The solution is obvious – reduce the amount of data being saved. Determine what is truly relevant and save only information that has demonstrable residual value. This requires a system of data classification, and a method for managing, migrating, and ultimately expiring files.
Unfortunately that is much easier said than done. Attempt to perform data categorization manually and you’ll quickly be overwhelmed by the tsunami of data flooding the IT department. Purchase one of the emerging commercial tools for data categorization, and you may be frustrated by how much content is incorrectly evaluated and assigned to incorrect categories.
Regardless of the challenges, there are very few viable alternatives to data classification for maintaining massive amounts of information. Far greater emphasis should be placed on identifying and destroying low or no-value files. (Is there really sound justification for saving last Thursday’s cafeteria menu or knowing who won Employee-of-the-Month last July?). Invest in an automated policy-based management product that allows data to be demoted backward through the storage tiers and ultimately destroyed, based on pre-defined company criteria. Something has to “give” or the quantity of retained data will eventually outpace future IT budget allocations for storage.
In the end the winning strategy will be to continually manage information retention, establishing an equilibrium and working toward a goal of near-zero storage growth. It’s time to make data classification by value and projected “shelf-life” a part of the organizations culture.
“Big Data” Getting Bigger? Beware of the Ripple Effect…
Everyone seems to be concerned about the “tsunami of data” that is overwhelming the IT world. However, relatively few people appear to be worried about the “ripple effect” of this growth on other areas that are directly or indirectly impacted by this phenomenon.
Storage growth does not occur in a vacuum. Every gigabyte of data written to disk must also be backed up, managed, transferred, secured, analyzed, protected, and supported.

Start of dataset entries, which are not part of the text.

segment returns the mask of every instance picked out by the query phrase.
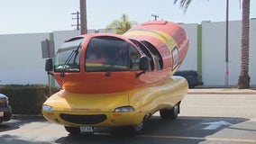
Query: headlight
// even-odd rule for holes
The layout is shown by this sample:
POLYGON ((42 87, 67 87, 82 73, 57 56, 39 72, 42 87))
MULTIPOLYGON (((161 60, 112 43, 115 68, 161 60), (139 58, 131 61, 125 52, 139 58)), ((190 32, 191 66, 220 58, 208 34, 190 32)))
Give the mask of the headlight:
POLYGON ((41 110, 42 111, 52 112, 53 108, 51 106, 49 106, 49 105, 42 105, 41 110))
POLYGON ((123 106, 123 107, 118 107, 114 109, 115 112, 134 112, 134 108, 132 106, 123 106))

It has a “ripple effect” that can spread throughout the organization, creating problems and resource shortages in many other areas.
A case-in point is the backup & recovery process. Every gigabyte stored must be scheduled for backup, so if we’re experiencing a 50% CAGR data growth rate, then we are also subjected to a 50% growth rate in demand for backup & recovery services. In addition, most companies keep more than one copy of data in the form of supplementary backups, clones, replications, and other forms of duplication. Therefore a single gigabyte of data can exist in multiple areas throughout the organization.
The picture above identifies at least (36) specific areas that are impacted by data growth. I’m sure there are others. Gone are the days when problems could quickly be resolved by “just buying more disk”.
It’s time to “think outside the box”. This is no longer a localized issue that can be solved by stove-piped departments and back-room technologists. It is an enterprise-wide challenge that needs the creative minds of many individuals from diverse areas of the organization. Consider bringing in independent Subject Matter Experts from the outside to analyze complex problems, stimulate creative thinking, and discuss how others have attacked similar challenges.
In today’s world of “big data”, there needs to be far greater emphasis on comprehensive planning, designing in architectural efficiency, minimizing the impact on IT infrastructure, and improving the manageability of our entire IT environment. Your future depends on it.